La tension politique de ce papier est en effet orientée vers la réappropriation de la communication par les mouvements sociaux, à travers la formation de réseaux informatiques alternatifs, qui peuvent finalement impacter le pouvoir excessif des multinationales du secteur.. 

Et ça se termine comme ça : 

Aujourd'hui, à travers le cyberpunk, l'opportunité est offerte à tous les opérateurs culturels et de mouvement d'ouvrir un nouveau champ énorme de production d'images collectives, capable de déboßter la couche imaginative tenace qui existe, dont elle a été comprimée le plus longtemps. 

Il n'y a pas de fĂȘte, mais les dieux sont affirmĂ©s principes. L'autogestion, la dĂ©mocratisation de l'information et le potentiel des nouvelles technologies ne sont pas des slogans, comme on le lit en dĂ©but de volume : « Il n'y a pas de copyright sur cette publication. Cependant, toutes ces entreprises qui Ɠuvrent pour la construction et le maintien d'une "sociĂ©tĂ© orientĂ©e vers la communication de type fermĂ©" hĂ©sitent Ă  en faire un libre usage " . Cyberpunk non pas comme une guirlande ludique-littĂ©raire, mais sous-culture. Le genre se diffuse Ă  travers les nombreux fanzines de l'Ă©poque (comme le Shake's Decoder) et est incarnĂ© par les groupes les plus disparates : de SociĂ©tĂ© de dĂ©chets mutoĂŻdes (la communautĂ© mutoĂŻde nĂ©e Ă  Londres et rĂ©sidant maintenant Ă  Santarcangelo di Romagna) aux hackers. En aoĂ»t 1989, la scĂšne hacker internationale s'est mise d'accord sur dix points communs, pour briser le monopole des États et des multinationales sur la communication. L'idĂ©e de base est que l'information appartient au monde entier et ne doit pas rester au service d'un seul caste incontrĂŽlĂ©e de technocrates privilĂ©giĂ©s: "Les informaticiens, scientifiques et techniques, sont au service de chacun d'entre nous" .

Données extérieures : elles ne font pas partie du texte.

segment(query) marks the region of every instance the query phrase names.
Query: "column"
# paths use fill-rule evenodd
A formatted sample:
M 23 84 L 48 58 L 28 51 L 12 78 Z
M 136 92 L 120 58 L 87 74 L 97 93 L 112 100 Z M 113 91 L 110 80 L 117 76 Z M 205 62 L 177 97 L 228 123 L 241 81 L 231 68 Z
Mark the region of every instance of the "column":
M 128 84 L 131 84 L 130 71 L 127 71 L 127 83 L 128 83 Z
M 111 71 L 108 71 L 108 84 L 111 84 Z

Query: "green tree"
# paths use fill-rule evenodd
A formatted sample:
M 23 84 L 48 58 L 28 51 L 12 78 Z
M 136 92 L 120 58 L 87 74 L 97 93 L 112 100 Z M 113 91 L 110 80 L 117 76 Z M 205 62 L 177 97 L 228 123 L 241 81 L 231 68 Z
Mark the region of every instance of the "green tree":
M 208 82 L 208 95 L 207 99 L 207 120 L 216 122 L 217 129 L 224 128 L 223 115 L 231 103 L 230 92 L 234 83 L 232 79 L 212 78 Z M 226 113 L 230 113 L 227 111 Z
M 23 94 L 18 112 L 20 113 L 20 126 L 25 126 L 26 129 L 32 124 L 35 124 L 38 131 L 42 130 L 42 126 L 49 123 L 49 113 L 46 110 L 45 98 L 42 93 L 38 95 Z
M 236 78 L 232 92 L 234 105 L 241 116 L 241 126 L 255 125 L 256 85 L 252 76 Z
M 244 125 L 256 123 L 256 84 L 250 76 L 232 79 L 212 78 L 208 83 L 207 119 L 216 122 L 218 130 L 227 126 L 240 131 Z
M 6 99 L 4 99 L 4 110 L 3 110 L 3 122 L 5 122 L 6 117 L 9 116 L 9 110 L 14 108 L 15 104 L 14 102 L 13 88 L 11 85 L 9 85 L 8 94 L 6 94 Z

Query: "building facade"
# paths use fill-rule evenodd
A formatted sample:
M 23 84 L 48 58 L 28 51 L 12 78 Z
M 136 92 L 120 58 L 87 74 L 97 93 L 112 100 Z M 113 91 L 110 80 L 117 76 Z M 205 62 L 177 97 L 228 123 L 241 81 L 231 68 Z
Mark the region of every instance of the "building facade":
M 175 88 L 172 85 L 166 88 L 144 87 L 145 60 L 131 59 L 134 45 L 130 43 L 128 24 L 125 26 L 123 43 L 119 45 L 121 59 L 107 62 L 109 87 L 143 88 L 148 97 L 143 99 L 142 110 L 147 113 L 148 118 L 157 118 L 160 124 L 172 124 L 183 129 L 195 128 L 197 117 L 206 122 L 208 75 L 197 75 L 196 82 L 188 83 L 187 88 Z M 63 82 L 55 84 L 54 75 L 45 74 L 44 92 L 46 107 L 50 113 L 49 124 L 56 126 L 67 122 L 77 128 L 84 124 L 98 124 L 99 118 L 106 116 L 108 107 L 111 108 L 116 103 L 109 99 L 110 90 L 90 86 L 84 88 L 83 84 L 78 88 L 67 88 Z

Le terme cyberpunk est composé de deux courants qui, de prime abord, peuvent sembler contradictoires. Dans Dieu sauve le Cyberpunk, Mafalda Stasi résume sa genÚse :

Dans le nom Cyber-Punk se condensent les deux grands courants idéologiques qui "font" le mouvement, et alors que le punk est le "pÚre en colÚre", ce qui contribue à l'attitude anarchique et de rejet, à la colÚre et à l'agressivité, la nouvelle science de la cybernétique est une "mÚre de glace ».  

Dans la préface de l'anthologie de nouvelles Abat-jour, Sterlingri retrace les origines de la tendance qu'il a contribué à créer. Reconnaßt la dette envers William S. Burroughs, James H. Ballard, Philip K. Dick et de nombreux autres auteurs de science-fiction et de new wave, ainsi que la musique punk et son idéal retour aux sources. Absolument : 

Le cyberpunk vient de ce royaume oĂč le pirate informatique et le rockeur se chevauchent, une soupe culturelle oĂč les codes gĂ©nĂ©tiques combinĂ©s les uns aux autres fusionnent. Certains trouvent le rĂ©sultat bizarre, voire monstrueux, pour d'autres cette intĂ©gration est une puissante source d'espoir.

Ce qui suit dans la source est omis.